The government is also focusing on services provided by semi-public sectors like education and healthcare, housing associations and public transport. Such services help the Netherlands to remain an attractive place to live, work and invest. To enhance those public services, we need to strengthen supervision and ensure a level playing field. To highlight the importance of this task, the government has created a Public Interest Reform Committee.

Finally, the government is also encouraging innovation – the driving force of long-term economic growth. Instead of handing out subsidies, we are strengthening cooperation among researchers, businesses and educational institutions. This makes a practical person like myself very enthusiastic, because it prevents existing knowledge going to waste and stimulates the development of new knowledge.

The single patent to be introduced throughout the European Union in 2014 will also boost innovation. Innovative companies that want to apply for a patent in Europe will no longer have to do so in every member state. This will reduce red tape and cut costs. This will benefit the Netherlands more than any other European country.

Government plans will result in a more efficient economy and healthy public finances. Overall, they will generate 50,000 jobs and cut public spending by no less than €15 billion, creating a financial buffer for the future. And ensuring that the Netherlands will not just consolidate but also improve its economic position.

To achieve economic recovery, everyone must shoulder their responsibility. I can see signs of this in many areas. For instance, the Social and Economic Council (SER) has shown new élan with its initiative to conclude a national energy agreement. An agreement between parties such as nature conservation organisations, the building sector, the energy sector and industry will facilitate the transition to a more sustainable economy.

To further improve the business climate, I am also committed to reducing the regulatory burden. Since the end of 2010 the burden on businesses has fallen by nearly €1 billion. Thanks to measures such as simplifying the rules for setting up a private limited company and introducing a pan-European e-invoicing standard.
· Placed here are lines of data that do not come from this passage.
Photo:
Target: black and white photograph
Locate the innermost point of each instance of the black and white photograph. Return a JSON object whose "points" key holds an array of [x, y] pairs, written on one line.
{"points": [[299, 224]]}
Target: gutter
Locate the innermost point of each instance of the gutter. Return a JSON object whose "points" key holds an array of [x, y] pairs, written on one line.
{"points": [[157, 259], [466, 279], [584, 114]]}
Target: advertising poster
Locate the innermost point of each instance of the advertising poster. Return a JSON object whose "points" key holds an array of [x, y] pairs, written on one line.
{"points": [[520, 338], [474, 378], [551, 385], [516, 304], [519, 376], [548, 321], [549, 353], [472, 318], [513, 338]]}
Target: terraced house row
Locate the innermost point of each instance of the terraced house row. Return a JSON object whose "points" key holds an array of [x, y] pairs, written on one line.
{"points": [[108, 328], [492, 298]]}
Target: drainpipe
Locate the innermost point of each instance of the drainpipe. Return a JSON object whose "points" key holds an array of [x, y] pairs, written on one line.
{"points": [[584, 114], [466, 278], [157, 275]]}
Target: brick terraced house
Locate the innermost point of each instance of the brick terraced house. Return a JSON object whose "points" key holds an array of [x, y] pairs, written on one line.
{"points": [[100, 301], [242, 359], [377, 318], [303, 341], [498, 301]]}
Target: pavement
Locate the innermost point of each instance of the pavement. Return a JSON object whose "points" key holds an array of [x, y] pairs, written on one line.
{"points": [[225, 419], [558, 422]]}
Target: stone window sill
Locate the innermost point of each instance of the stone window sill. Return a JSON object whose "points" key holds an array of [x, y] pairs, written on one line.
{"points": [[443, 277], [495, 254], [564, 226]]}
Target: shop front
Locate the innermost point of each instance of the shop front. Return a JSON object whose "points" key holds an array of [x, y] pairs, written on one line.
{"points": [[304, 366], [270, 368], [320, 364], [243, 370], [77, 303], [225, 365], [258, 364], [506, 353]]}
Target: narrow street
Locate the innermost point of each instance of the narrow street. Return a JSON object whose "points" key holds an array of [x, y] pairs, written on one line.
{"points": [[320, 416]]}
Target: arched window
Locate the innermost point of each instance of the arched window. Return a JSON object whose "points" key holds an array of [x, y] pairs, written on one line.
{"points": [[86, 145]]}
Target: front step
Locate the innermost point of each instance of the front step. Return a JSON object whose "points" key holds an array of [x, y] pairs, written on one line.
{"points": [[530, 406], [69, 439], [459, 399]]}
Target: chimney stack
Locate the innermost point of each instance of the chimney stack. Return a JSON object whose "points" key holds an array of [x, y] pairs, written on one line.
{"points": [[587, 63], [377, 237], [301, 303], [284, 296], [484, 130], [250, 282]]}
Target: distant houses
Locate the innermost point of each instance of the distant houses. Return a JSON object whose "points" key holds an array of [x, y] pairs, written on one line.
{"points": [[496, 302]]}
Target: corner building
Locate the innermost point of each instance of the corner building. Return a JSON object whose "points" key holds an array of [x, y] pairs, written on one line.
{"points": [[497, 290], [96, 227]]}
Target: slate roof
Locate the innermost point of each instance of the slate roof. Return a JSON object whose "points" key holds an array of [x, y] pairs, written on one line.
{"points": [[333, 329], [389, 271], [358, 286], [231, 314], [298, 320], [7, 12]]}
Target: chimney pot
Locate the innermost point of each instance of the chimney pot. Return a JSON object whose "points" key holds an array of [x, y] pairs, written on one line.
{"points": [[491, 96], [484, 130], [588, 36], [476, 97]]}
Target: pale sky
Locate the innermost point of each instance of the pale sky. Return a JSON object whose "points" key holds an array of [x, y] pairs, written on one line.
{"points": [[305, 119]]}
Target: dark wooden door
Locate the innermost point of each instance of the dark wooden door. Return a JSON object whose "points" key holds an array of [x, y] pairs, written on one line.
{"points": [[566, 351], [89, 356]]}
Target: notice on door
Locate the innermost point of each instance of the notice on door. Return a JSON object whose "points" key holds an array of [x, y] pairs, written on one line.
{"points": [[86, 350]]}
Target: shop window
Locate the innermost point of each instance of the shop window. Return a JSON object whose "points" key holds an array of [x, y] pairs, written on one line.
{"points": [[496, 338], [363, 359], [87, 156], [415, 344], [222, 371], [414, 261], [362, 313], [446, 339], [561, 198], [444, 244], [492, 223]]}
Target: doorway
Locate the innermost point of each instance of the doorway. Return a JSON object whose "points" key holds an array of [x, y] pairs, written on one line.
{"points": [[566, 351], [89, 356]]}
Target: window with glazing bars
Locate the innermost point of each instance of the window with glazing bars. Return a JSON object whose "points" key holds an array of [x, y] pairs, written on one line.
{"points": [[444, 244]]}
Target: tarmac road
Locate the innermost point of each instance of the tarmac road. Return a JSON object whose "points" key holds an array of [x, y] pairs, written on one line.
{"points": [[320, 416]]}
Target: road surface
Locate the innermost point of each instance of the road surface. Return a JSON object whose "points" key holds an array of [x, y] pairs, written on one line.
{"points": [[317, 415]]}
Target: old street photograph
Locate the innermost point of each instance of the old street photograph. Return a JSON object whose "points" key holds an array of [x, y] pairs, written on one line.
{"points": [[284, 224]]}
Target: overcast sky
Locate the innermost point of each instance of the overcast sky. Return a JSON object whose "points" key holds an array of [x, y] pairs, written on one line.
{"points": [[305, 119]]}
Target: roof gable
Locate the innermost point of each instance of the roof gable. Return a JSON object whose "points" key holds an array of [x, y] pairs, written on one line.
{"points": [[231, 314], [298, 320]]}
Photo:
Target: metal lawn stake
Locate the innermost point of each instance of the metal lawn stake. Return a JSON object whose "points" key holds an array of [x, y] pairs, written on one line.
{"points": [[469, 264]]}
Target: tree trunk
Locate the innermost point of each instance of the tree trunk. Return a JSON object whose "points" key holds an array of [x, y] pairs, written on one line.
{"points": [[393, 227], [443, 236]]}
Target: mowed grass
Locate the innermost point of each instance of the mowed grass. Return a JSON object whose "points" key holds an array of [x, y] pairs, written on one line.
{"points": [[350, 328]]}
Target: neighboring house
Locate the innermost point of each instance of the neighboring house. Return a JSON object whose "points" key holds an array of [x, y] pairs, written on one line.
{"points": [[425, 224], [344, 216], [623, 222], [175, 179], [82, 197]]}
The government aims to reduce the burden by a total of €2.5 billion. For instance, by introducing the ‘enterprise dossier’. Once businesses have entered their details in their online dossier, this information can be used in any subsequent dealings with the authorities, such as applying for a licence, filing a tax return or undergoing an inspection. The aim is for a critical mass of 80,000 businesses to have an ‘enterprise dossier’ by the end of 2016, and ultimately to reach all businesses that have a lot of contact with the authorities. This should cut their compliance costs by at least 15 per cent.